One of the children they sponsored for 20 some years, was Madeline, at Haiti. They started sponsoring her when she was six or seven. They even visited her in Haiti on a trip provided by CI. They traveled in Haiti by truck and the roads were terrible, full of potholes. When they saw Madeline she had on a very nice dress that she stitched by hand because they had no sewing machine.
“She had to drive a day and a half by wagon just to get to the town we met her with in Haiti,” said Eunice. “When she was 21 we were asked to sponsor someone else. The children who are sponsored get food and education. Quite often they become leaders in their community due to their participation in CI. Many of them become sponsors of other children.”
Eunice remembered one family in a Haiti slum whose house was up on stilts above the water. Both mom and dad had AIDS. She asked what would happen to the children when they died. The parents said they would be on their own if they could not find friends to take care of them.
“We went to a school in Haiti where they just came out of the slum, but the children in the school were clean. The school was amazing, like a regular school that we know. It was hard for me when we visited there and this one little girl wanted me to sponsor her but we could not. She asked me three times and it broke my heart that we could not do it because we were not there to do that.”
Eunice and Bill also went to Brazil to a CI training trip for advocates. They went to different homes and different schools and explained how the children got an education and were helped by the program.
Priscilla Smith, a good friend of Eunice and Bill, talked about the Thorson’s compassionate work.
“In 2004 I worked as a volunteer coordinator at church, and that’s when I saw their passion for Compassion International. On Compassion Sunday, Eunice and Bill would set up the CI table covered with packets of children to be sponsored, tirelessly trying any angle that would connect people with a child...we took on three kids that year! I often wondered where they got the energy to lug those tables around, put up posters, record videos and coordinate this ministry way past retirement. They were responsible for changing the lives of around 350 children around the world!”

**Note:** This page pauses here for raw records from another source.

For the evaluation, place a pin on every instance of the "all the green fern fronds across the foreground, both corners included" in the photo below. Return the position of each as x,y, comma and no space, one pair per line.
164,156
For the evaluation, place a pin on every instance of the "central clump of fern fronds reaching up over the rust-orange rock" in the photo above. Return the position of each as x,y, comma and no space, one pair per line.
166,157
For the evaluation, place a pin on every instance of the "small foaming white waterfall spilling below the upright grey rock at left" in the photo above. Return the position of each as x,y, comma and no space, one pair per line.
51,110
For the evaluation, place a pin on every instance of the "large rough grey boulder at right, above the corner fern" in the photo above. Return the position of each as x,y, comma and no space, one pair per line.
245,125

In 2009, Bill and Eunice gave up sailing, going to Bayfield and square dancing, all in the same year. Bill was slowing down. Eunice remembers he was kind of depressed that winter.

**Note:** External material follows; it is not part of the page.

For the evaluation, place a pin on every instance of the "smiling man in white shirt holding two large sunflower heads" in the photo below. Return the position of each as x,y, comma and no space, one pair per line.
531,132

“We have done a lot of things in our life, so let’s make a ‘therapy book’ about this.” So, now approaching their 90’s, they gathered all their memories and pictures of their life together and put them all into a book with dates and stories.
“This book keeps you mentally healthy and we made one of those books for each one of our kids. This book was the story of our family. When you no longer can do all the things you want to do this book can be a place you can go. When you reach the phase of having to give up things, you can sort your memories and your life into one place. This can also help you remember the story of where you come from.”

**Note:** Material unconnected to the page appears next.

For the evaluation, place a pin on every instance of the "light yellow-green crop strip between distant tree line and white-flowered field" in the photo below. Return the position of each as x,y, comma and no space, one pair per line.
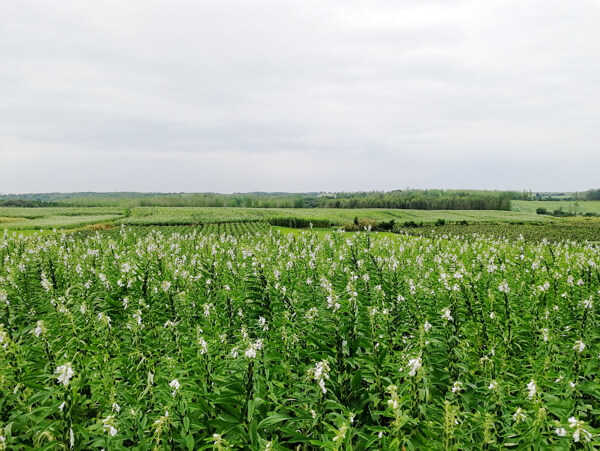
74,218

It took them all winter to complete it. They gave the books as a gift to their kids and their 20 grandchildren and 28 great grandchildren. Shortly thereafter Bill passed away at the age of 90. They had been married for 66 years. When Eunice was 90 she made another book about her life for her family.
What Eunice said about life was, “Enjoy it. Even when I was a kid -- and we didn’t get out much -- we could go on picnics as it was all we could do, like going to Lake Pepin. But, we had to get the chores done first. I had a good life. We had hard times. We didn’t always have money, but we had love.”